Étienne Dantoine, also Etienne d'Antoine, (20 February 1737 – 23 March 1809) was a French sculptor.

Born in Marseille, where he studied drawing and sculpting at the Académie royale de peinture et de sculpture while apprenticed to a potter. After a stay in Rome where he won a Prix de Rome, he returned to France and sculpted the funeral monument of Bishop Inguimbert (1774), which was placed in the choir of the chapel of the Hôtel-Dieu of Carpentras. He then received an annuity granted by the city of Montpellier to execute for them a fountain of The Three Graces (1776) in Place de la Comédie.

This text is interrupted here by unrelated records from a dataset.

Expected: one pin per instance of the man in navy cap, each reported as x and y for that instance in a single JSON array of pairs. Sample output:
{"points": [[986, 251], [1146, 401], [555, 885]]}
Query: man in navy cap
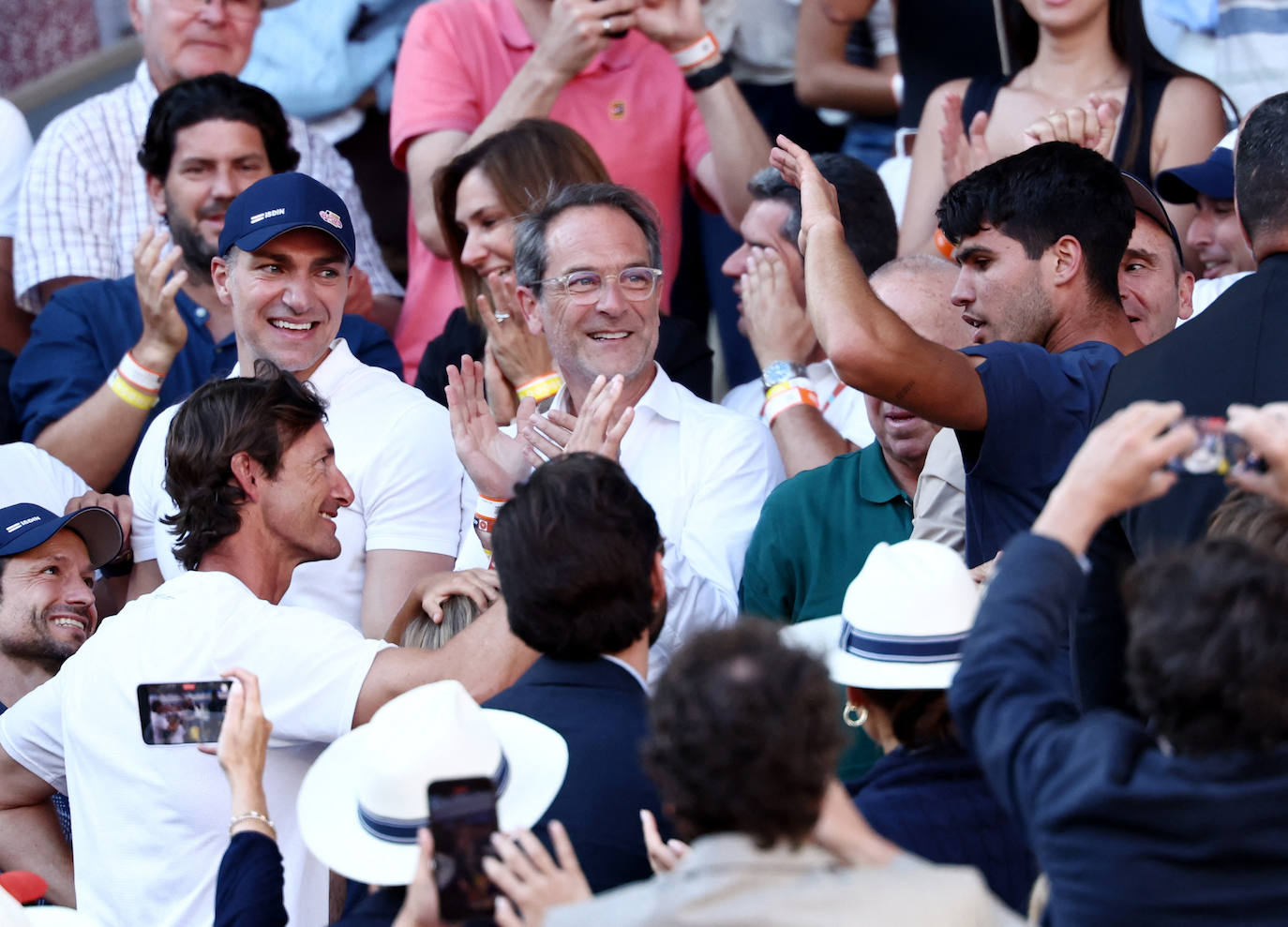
{"points": [[47, 589], [283, 268], [1215, 233]]}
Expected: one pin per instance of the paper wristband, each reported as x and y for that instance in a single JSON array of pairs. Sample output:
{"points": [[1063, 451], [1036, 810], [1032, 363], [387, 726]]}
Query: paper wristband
{"points": [[142, 378], [541, 388], [129, 395], [696, 53], [788, 399]]}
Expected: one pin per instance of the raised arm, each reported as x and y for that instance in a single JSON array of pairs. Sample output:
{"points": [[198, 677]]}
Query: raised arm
{"points": [[872, 349]]}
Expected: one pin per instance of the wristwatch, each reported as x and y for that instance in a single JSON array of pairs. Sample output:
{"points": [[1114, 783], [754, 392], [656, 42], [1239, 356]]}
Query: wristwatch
{"points": [[782, 371]]}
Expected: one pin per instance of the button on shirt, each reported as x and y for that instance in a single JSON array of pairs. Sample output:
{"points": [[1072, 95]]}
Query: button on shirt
{"points": [[83, 200]]}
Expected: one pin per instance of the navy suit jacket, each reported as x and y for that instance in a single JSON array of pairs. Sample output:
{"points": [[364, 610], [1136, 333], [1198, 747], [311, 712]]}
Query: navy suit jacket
{"points": [[602, 710]]}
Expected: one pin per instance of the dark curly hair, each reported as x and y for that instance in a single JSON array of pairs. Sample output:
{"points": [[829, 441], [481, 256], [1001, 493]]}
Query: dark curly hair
{"points": [[1208, 645], [1042, 195], [575, 552], [261, 414], [743, 736], [216, 97]]}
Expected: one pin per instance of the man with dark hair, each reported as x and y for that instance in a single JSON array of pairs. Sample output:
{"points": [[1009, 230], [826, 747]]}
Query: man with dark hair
{"points": [[1176, 817], [1039, 237], [107, 357], [742, 748], [282, 271], [1233, 353], [588, 262], [83, 205], [255, 476], [820, 417], [592, 609]]}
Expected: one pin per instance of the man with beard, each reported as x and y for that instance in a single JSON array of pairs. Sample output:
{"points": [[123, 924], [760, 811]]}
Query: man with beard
{"points": [[579, 559], [107, 357]]}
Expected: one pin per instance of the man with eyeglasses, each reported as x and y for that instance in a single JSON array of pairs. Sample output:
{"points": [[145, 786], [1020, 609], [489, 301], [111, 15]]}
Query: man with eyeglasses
{"points": [[83, 202], [589, 262]]}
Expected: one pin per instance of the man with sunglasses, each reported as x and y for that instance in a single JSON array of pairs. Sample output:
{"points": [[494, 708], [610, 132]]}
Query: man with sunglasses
{"points": [[589, 262], [83, 202]]}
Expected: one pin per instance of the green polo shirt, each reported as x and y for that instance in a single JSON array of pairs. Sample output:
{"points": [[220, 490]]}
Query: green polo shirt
{"points": [[815, 534]]}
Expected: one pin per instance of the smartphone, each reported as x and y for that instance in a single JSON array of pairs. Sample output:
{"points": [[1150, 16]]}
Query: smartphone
{"points": [[462, 819], [182, 712], [1216, 452]]}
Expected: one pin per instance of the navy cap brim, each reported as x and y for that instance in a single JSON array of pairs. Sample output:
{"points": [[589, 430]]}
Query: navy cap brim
{"points": [[254, 241], [1212, 178]]}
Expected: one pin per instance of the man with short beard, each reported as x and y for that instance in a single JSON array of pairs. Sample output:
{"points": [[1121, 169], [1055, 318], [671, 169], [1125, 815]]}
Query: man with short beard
{"points": [[107, 357]]}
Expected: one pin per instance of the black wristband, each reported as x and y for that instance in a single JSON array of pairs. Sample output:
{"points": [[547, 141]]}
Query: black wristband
{"points": [[699, 80]]}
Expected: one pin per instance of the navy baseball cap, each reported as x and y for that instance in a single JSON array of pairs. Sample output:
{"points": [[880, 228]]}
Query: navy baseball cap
{"points": [[26, 526], [1147, 202], [1212, 178], [279, 203]]}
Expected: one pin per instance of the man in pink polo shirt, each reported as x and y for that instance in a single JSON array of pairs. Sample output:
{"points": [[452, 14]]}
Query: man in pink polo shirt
{"points": [[469, 68]]}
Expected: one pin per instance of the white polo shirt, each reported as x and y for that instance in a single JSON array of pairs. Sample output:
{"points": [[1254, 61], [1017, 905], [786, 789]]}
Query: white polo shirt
{"points": [[392, 443]]}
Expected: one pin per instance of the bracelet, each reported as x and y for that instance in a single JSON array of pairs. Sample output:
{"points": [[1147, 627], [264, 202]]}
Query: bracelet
{"points": [[541, 388], [787, 399], [140, 376], [795, 382], [250, 815], [701, 80], [696, 53], [129, 395]]}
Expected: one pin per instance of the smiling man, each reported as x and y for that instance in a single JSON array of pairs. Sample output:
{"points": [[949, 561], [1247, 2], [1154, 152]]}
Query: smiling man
{"points": [[82, 205], [589, 261], [1039, 237], [282, 271], [162, 327]]}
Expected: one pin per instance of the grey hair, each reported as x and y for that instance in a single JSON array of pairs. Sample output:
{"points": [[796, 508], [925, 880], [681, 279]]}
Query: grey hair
{"points": [[531, 255]]}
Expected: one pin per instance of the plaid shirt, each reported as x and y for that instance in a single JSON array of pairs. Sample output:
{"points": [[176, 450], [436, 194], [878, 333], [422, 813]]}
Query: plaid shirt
{"points": [[83, 200]]}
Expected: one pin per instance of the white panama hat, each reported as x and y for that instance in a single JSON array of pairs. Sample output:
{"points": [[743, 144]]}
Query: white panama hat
{"points": [[903, 620], [365, 797]]}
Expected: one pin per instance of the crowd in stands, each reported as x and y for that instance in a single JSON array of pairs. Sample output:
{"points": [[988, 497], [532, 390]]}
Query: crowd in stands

He then moved to Paris where he married and returned to Marseille. Misfortunes soon hit the artist: his wife died, and the city of Montpellier stopped paying him his pension. In 1799 he was admitted to the Académie de Marseille. Dantoine executed exhibitions between 1800 and 1803 with a draft public monument representing Languedoc in the form of a connecting Engineering Ocean and the Mediterranean, an allusion to the channel and the two seas. He also presented a globe of the world upon which Justice, Wisdom and Prudence presided. In 1806 he sculpted the cenotaph of General Desaix, consisting of a marble urn on the top of a granite column, which now resides at Château Borély.